In futuro magari scenderò nel dettaglio e posterò foto e video. E adesso iniziamo ad aspettare il prossimo album, sperando che "more intimate" nella testa di Matt non si equivalga ad un qualcosa sul genere Neutron Fuck Collision.
Videino volante tanto per gradire. Una ripresina del primo giorno dalla transenna, consiglio di AZZERARE IL VOLUME (la mia fotocamera schizza con la cassa di fronte), tanto si capisce lo stesso che è Undisclosed Desires, basta la presenza della Keytar :)

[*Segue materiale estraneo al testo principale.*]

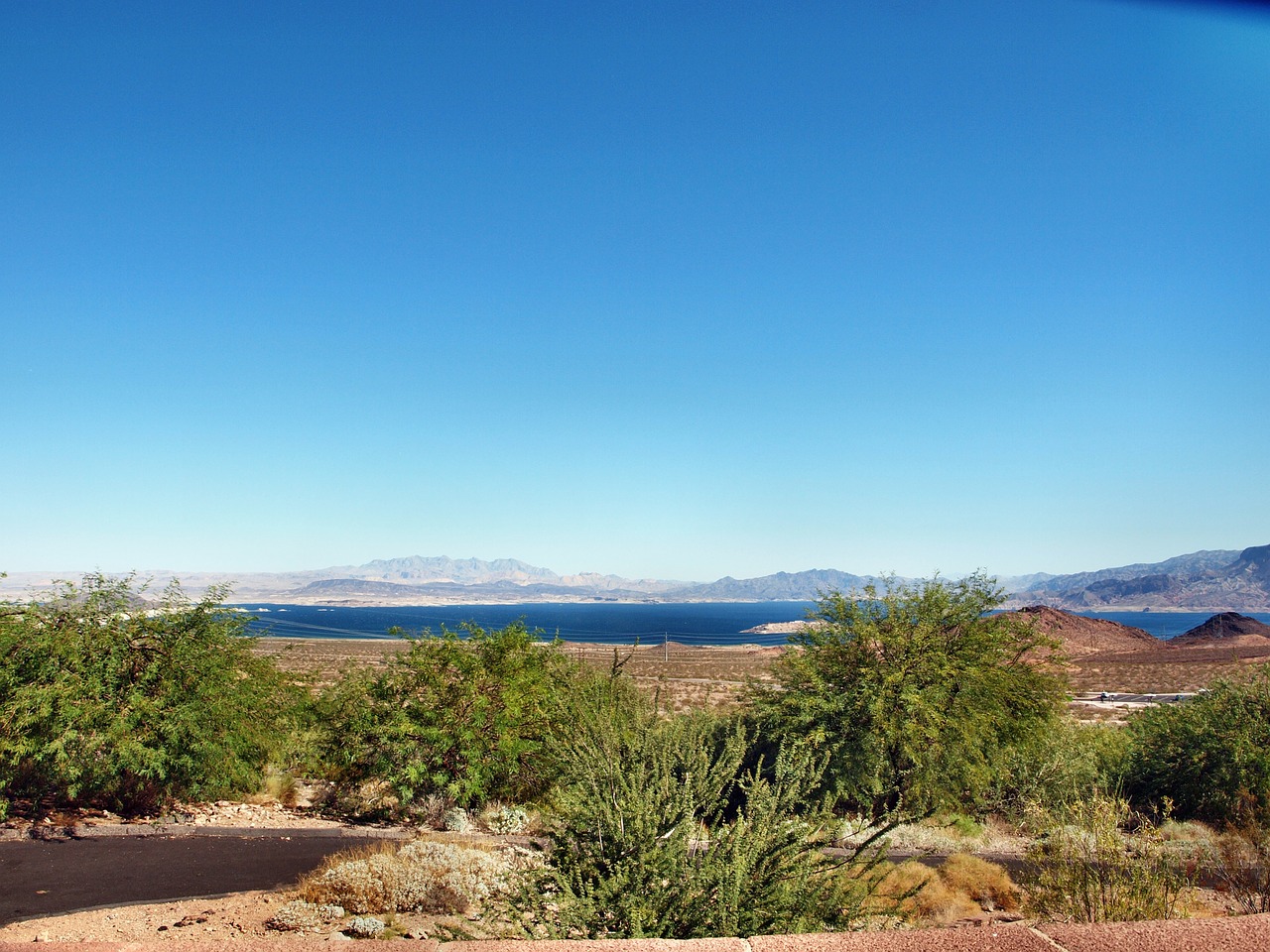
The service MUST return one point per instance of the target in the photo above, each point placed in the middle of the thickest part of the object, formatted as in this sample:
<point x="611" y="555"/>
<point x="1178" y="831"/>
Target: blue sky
<point x="658" y="290"/>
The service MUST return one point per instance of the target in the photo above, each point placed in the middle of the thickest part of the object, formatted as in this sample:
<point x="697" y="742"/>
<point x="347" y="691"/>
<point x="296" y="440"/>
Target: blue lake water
<point x="690" y="624"/>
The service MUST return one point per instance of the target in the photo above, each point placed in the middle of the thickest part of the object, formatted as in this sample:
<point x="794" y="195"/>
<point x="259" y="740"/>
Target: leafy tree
<point x="912" y="690"/>
<point x="1207" y="757"/>
<point x="109" y="701"/>
<point x="466" y="716"/>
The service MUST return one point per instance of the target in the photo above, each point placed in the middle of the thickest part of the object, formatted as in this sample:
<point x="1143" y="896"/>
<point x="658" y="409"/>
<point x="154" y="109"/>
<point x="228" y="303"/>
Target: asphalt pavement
<point x="49" y="878"/>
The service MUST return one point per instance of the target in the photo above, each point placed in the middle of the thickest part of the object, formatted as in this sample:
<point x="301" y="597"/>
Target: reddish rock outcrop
<point x="1227" y="629"/>
<point x="1080" y="635"/>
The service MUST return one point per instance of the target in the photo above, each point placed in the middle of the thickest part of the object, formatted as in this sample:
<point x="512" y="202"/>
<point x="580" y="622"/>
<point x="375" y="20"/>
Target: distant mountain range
<point x="1209" y="580"/>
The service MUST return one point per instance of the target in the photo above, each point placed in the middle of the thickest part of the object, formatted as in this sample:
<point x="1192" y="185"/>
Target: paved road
<point x="48" y="878"/>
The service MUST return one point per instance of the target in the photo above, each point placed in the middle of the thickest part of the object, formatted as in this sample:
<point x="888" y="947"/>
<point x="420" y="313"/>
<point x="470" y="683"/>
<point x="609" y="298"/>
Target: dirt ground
<point x="680" y="675"/>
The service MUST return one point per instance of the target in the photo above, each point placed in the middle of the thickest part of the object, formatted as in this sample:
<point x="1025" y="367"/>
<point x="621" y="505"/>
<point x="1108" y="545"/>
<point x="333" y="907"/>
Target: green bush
<point x="912" y="690"/>
<point x="1207" y="758"/>
<point x="113" y="702"/>
<point x="1057" y="769"/>
<point x="661" y="835"/>
<point x="1088" y="869"/>
<point x="466" y="717"/>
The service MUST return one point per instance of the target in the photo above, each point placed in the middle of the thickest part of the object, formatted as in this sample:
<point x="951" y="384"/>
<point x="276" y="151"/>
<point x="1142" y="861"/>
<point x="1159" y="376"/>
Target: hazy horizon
<point x="658" y="291"/>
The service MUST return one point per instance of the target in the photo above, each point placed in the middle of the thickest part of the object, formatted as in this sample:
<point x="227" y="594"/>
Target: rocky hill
<point x="1210" y="580"/>
<point x="1225" y="629"/>
<point x="1079" y="635"/>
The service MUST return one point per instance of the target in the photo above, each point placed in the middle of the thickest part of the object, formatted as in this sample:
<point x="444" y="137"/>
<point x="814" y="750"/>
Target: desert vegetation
<point x="907" y="711"/>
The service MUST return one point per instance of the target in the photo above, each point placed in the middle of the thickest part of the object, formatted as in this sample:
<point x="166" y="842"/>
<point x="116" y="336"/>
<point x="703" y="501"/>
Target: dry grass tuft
<point x="423" y="876"/>
<point x="984" y="883"/>
<point x="962" y="888"/>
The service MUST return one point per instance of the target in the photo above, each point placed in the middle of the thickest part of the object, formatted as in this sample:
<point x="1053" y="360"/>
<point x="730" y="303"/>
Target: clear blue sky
<point x="659" y="290"/>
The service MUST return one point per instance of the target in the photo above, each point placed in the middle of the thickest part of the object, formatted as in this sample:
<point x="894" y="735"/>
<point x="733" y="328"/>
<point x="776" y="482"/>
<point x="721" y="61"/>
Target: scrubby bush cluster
<point x="109" y="702"/>
<point x="466" y="715"/>
<point x="899" y="705"/>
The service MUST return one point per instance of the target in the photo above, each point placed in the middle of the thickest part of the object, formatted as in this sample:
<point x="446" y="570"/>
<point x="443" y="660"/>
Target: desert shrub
<point x="466" y="717"/>
<point x="1207" y="757"/>
<point x="114" y="702"/>
<point x="506" y="820"/>
<point x="300" y="915"/>
<point x="421" y="876"/>
<point x="961" y="888"/>
<point x="985" y="883"/>
<point x="911" y="690"/>
<point x="1241" y="865"/>
<point x="1088" y="867"/>
<point x="662" y="835"/>
<point x="1058" y="767"/>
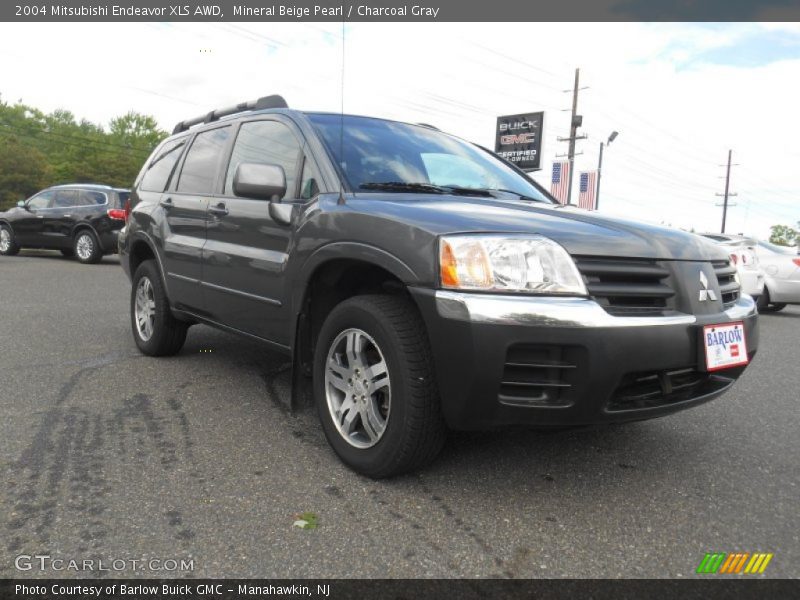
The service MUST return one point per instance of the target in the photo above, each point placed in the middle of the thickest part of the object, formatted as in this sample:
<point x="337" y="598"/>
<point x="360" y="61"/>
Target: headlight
<point x="531" y="264"/>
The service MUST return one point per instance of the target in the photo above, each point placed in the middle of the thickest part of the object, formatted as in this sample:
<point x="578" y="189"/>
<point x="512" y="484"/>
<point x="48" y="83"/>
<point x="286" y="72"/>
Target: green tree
<point x="783" y="235"/>
<point x="23" y="171"/>
<point x="57" y="148"/>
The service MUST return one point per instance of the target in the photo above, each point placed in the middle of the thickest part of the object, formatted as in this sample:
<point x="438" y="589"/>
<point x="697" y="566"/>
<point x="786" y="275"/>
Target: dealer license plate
<point x="725" y="346"/>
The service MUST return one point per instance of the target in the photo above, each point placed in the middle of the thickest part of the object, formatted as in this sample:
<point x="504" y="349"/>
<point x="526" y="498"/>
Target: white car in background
<point x="781" y="267"/>
<point x="742" y="251"/>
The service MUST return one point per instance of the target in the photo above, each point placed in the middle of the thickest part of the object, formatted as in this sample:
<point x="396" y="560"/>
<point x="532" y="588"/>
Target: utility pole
<point x="727" y="193"/>
<point x="611" y="138"/>
<point x="575" y="122"/>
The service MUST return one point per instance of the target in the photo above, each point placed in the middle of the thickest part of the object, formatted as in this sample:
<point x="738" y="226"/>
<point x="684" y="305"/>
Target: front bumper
<point x="516" y="360"/>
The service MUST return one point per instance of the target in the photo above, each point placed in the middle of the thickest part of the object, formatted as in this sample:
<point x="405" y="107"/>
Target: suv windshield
<point x="374" y="154"/>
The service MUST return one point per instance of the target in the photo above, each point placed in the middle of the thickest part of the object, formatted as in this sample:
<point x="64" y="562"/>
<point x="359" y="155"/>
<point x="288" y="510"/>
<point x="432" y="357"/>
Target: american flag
<point x="560" y="181"/>
<point x="586" y="198"/>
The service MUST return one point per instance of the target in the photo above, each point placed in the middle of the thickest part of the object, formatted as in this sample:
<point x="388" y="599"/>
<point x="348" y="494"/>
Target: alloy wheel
<point x="85" y="246"/>
<point x="145" y="309"/>
<point x="357" y="388"/>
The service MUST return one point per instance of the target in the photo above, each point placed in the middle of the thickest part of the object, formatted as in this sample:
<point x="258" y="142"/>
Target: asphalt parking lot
<point x="110" y="455"/>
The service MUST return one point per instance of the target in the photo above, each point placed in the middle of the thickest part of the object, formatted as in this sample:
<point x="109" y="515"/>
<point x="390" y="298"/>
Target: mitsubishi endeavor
<point x="420" y="283"/>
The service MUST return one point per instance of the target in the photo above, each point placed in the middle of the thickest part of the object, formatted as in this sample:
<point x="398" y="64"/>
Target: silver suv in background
<point x="742" y="252"/>
<point x="781" y="267"/>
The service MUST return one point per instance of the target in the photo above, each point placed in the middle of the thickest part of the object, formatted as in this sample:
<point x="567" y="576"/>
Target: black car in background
<point x="78" y="219"/>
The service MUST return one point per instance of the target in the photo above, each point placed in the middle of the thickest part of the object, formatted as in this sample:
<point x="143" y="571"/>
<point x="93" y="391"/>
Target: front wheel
<point x="765" y="304"/>
<point x="8" y="245"/>
<point x="155" y="331"/>
<point x="86" y="247"/>
<point x="374" y="386"/>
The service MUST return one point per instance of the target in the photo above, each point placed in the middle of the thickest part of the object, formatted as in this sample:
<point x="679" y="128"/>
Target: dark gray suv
<point x="420" y="282"/>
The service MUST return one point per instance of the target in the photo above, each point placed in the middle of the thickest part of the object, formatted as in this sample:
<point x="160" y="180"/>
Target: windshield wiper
<point x="430" y="188"/>
<point x="519" y="195"/>
<point x="401" y="186"/>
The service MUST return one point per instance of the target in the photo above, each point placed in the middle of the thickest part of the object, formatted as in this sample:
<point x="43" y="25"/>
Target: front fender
<point x="352" y="251"/>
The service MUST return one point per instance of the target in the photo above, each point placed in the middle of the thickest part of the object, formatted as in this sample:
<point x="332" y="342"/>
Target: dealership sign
<point x="519" y="140"/>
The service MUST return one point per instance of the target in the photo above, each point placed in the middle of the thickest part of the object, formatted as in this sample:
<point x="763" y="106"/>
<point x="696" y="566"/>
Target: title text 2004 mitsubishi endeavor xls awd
<point x="421" y="282"/>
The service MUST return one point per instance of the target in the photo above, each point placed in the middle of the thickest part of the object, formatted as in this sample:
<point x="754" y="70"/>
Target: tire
<point x="155" y="331"/>
<point x="86" y="247"/>
<point x="765" y="304"/>
<point x="407" y="430"/>
<point x="762" y="302"/>
<point x="8" y="245"/>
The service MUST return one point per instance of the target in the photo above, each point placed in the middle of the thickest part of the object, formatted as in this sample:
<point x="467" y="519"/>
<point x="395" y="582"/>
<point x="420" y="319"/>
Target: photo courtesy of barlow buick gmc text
<point x="386" y="300"/>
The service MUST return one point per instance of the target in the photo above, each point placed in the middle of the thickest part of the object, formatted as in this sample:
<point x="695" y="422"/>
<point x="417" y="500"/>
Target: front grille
<point x="627" y="286"/>
<point x="726" y="276"/>
<point x="539" y="375"/>
<point x="660" y="388"/>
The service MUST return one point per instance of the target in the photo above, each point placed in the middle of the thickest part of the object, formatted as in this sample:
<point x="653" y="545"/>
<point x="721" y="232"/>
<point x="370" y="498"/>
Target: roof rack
<point x="273" y="101"/>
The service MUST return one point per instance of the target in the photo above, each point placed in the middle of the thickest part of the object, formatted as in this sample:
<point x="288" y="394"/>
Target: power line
<point x="34" y="132"/>
<point x="74" y="145"/>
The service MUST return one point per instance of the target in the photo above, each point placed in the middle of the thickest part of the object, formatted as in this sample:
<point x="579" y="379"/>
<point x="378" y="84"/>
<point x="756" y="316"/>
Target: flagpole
<point x="599" y="175"/>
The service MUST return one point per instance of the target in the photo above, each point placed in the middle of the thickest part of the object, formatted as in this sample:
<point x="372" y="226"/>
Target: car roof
<point x="89" y="186"/>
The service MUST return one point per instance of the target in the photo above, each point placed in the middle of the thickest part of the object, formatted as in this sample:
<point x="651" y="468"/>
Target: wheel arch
<point x="331" y="275"/>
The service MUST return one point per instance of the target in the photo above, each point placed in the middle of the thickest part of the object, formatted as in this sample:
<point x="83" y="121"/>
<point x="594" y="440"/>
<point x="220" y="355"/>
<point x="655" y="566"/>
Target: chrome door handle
<point x="219" y="210"/>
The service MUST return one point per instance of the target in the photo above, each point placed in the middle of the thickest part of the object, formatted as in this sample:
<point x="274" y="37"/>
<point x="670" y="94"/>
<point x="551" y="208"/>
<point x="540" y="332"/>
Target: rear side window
<point x="202" y="161"/>
<point x="66" y="199"/>
<point x="92" y="198"/>
<point x="266" y="142"/>
<point x="42" y="200"/>
<point x="157" y="175"/>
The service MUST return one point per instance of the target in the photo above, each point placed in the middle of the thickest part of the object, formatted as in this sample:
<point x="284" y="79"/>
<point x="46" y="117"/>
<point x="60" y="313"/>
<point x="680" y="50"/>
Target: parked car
<point x="742" y="252"/>
<point x="421" y="282"/>
<point x="81" y="220"/>
<point x="782" y="276"/>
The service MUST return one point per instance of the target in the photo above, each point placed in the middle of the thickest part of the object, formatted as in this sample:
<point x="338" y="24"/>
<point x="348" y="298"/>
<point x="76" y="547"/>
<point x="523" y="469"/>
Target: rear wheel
<point x="374" y="386"/>
<point x="8" y="245"/>
<point x="86" y="247"/>
<point x="155" y="331"/>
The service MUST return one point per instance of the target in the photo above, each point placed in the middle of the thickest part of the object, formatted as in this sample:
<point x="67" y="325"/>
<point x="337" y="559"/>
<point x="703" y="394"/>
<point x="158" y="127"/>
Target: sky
<point x="680" y="95"/>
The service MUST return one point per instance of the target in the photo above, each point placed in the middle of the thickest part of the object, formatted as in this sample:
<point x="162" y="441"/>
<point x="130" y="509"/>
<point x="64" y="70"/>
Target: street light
<point x="611" y="138"/>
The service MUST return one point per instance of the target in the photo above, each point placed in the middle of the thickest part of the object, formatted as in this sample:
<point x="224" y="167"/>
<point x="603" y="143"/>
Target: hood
<point x="581" y="232"/>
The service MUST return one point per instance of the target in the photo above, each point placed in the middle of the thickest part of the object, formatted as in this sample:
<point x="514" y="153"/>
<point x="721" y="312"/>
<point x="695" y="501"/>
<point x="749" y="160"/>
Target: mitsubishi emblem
<point x="705" y="293"/>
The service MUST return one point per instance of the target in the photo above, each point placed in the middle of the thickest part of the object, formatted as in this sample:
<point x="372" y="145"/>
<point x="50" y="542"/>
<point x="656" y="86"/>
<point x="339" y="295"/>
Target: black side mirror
<point x="260" y="181"/>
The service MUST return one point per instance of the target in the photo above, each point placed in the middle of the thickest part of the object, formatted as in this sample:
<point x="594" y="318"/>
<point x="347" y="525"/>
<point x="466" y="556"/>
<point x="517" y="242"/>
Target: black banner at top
<point x="518" y="139"/>
<point x="399" y="10"/>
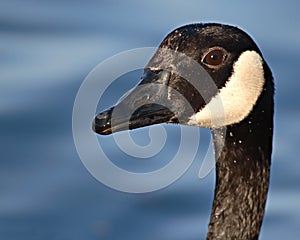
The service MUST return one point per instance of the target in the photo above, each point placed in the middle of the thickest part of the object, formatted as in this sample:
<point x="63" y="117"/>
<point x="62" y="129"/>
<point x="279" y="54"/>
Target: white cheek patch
<point x="236" y="99"/>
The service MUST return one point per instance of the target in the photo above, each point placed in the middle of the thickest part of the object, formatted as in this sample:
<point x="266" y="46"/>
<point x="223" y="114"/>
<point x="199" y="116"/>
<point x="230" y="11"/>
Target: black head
<point x="196" y="68"/>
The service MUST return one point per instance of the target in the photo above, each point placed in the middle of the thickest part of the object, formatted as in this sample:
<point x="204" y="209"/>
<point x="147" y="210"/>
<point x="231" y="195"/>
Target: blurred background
<point x="47" y="48"/>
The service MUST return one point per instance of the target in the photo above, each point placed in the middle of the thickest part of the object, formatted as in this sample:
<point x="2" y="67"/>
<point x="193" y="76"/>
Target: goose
<point x="244" y="85"/>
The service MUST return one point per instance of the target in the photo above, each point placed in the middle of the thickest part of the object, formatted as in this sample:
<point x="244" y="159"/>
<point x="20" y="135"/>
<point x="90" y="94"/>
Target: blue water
<point x="46" y="50"/>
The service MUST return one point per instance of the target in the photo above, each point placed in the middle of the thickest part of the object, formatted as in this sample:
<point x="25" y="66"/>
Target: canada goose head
<point x="207" y="75"/>
<point x="214" y="76"/>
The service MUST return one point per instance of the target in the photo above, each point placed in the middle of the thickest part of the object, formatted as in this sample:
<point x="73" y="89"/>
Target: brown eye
<point x="214" y="57"/>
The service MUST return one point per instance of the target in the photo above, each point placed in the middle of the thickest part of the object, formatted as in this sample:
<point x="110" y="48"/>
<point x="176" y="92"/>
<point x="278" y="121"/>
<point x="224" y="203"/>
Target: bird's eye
<point x="214" y="57"/>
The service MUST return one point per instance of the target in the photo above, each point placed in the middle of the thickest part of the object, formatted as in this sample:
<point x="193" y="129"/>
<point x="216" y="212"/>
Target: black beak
<point x="147" y="104"/>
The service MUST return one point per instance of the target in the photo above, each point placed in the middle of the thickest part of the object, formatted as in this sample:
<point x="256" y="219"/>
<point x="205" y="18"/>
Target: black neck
<point x="242" y="174"/>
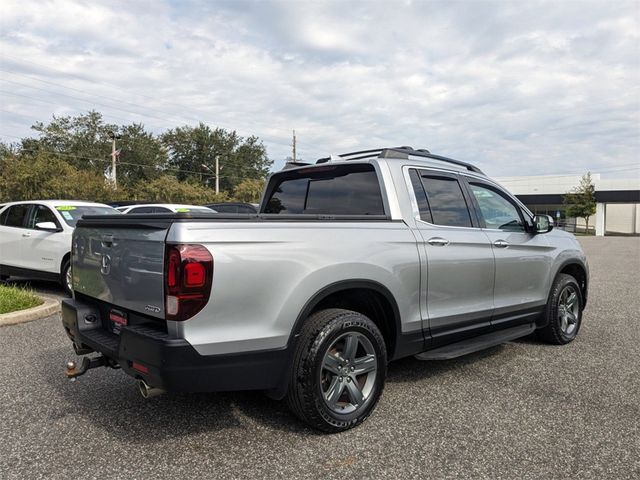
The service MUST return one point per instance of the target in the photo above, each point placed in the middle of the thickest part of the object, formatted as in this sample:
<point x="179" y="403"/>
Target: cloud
<point x="536" y="87"/>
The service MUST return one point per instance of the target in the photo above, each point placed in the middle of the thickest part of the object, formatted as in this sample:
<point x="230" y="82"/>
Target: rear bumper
<point x="169" y="363"/>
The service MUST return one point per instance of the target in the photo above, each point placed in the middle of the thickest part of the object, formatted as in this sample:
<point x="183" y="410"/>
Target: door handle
<point x="438" y="242"/>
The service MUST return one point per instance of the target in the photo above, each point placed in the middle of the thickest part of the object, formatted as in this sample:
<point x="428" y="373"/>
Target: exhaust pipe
<point x="147" y="391"/>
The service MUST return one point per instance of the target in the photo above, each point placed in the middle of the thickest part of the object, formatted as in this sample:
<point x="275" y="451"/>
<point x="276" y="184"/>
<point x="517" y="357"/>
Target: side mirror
<point x="48" y="226"/>
<point x="543" y="223"/>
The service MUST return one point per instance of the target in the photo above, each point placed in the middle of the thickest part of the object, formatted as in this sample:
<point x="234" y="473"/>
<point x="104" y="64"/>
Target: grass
<point x="13" y="299"/>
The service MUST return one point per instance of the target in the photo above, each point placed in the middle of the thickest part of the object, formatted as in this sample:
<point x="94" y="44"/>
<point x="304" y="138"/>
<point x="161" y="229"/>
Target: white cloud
<point x="540" y="87"/>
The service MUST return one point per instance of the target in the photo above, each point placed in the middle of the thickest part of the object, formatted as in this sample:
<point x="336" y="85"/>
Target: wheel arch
<point x="368" y="297"/>
<point x="341" y="294"/>
<point x="578" y="271"/>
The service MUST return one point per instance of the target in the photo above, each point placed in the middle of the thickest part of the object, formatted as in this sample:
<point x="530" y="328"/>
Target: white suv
<point x="35" y="237"/>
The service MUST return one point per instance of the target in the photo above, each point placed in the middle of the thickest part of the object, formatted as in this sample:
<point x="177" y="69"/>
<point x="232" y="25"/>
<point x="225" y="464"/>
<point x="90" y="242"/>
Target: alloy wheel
<point x="568" y="310"/>
<point x="348" y="373"/>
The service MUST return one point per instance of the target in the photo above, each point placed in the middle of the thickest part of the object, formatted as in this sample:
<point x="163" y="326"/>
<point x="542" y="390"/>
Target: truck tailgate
<point x="121" y="262"/>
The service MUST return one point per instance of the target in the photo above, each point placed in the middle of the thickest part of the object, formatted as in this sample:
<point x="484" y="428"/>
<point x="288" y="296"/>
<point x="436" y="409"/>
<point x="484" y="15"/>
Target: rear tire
<point x="65" y="278"/>
<point x="339" y="370"/>
<point x="563" y="311"/>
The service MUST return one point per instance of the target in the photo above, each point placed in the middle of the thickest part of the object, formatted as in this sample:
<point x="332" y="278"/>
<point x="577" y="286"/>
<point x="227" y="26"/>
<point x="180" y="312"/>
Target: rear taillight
<point x="188" y="279"/>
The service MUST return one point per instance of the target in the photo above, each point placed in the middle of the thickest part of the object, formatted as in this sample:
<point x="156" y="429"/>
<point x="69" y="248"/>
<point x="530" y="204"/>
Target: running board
<point x="475" y="344"/>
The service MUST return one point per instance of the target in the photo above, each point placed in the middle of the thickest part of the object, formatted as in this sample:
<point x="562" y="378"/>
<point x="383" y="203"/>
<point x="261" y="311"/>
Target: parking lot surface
<point x="521" y="410"/>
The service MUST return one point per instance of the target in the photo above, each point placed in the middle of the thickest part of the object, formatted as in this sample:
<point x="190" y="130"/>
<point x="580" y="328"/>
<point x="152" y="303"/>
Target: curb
<point x="50" y="306"/>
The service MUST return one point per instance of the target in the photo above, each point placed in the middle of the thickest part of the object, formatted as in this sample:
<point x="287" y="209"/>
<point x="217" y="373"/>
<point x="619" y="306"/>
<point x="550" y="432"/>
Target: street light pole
<point x="217" y="176"/>
<point x="114" y="154"/>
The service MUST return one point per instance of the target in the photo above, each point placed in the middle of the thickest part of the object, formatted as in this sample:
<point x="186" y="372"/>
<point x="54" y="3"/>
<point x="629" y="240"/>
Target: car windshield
<point x="73" y="213"/>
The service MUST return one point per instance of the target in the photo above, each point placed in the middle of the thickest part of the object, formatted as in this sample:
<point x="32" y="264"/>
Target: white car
<point x="163" y="208"/>
<point x="35" y="237"/>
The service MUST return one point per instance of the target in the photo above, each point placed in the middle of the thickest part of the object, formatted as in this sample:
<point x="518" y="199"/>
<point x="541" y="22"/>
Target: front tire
<point x="339" y="370"/>
<point x="563" y="311"/>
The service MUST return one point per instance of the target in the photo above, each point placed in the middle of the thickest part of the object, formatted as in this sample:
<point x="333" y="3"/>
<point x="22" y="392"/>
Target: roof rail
<point x="401" y="152"/>
<point x="290" y="165"/>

Incredibile ma vero, sono svariati mesi che non digito una riga, trascurando il blog. Non per dire, ma di cose in questo periodo ne ho fatte eccome: avrei dovuto parlare del super concerto dei Muse a San Siro (durante il quale ho rischiato la vita in più occasioni, ma ragazzi se ne è valsa la pena!), del viaggetto nella campagna di Bruxelles per andare a vedere sempre i soliti Muse al Rock Werchter Festival, del nubifragio che si è abbattuto su di me e sugli altri che come me avevano malauguratamente deciso di arrischiarsi all'Heineken Jammin Festival a Mestre per vedere Rise Against, Editors, 30 Seconds to Mars e Green Day (per fortuna li amo tutti, così è stato un dramma solo relativo la cancellazione dei Green Day. E' bastato autoconvincermi che non avrebbero mai dovuto suonare, e che dormire in tenda con i vestiti fradici sia stata una mia scelta volontaria), della settimana passata a disfarmi le scarpe su e giù per le strade di Praga... insomma, di cose ne sono successe, se vogliamo, solo che io sono stata troppo pigra e non le ho buttate giù. Il fatto è che io e la rete d'estate non andiamo troppo d'accordo. Mi scazza accendere il pc e passare le mie giornate a sudare sulla tastiera, aggiornando i social network e pensando a qualche commento intelligente da scrivere (e non me ne vengono mai neanche d'inverno, figuriamoci d'estate). Ma non è detto che prima o poi non mi metta a buttare giù i post trascurati. Ho parecchie foto e video di ogni evento, quindi alla fine qualcosa potrei tirarci fuori, invece che lasciarli ad ammuffire sul mio Hard Disk. Comunque, vabbè, passavo di qua per caso e principalmente per dire: minchia, tra una settimana mi aspettano due concerti dei Muse a Wembley, uno venerdì 10 e uno sabato. 11 Dopo aver passato più di due anni a consumare il dvd di H.A.A.R.P. (che per chi non lo sapesse, contiene il filmato dei loro primi e finora unici concerti a Wembley, il 16 e 17 luglio 2007), non mi sembra ancora vero. Partirò in effetti mercoledì mattina e tornerò poi il lunedì sera, che è dal 2007 che non torno a Londra, e ho voluto unire al viaggio/pellegrinaggio da groupie accanita anche una mini vacanzina nella città che mi ha rubato il cuore, 5 giorni ci stanno di brutto!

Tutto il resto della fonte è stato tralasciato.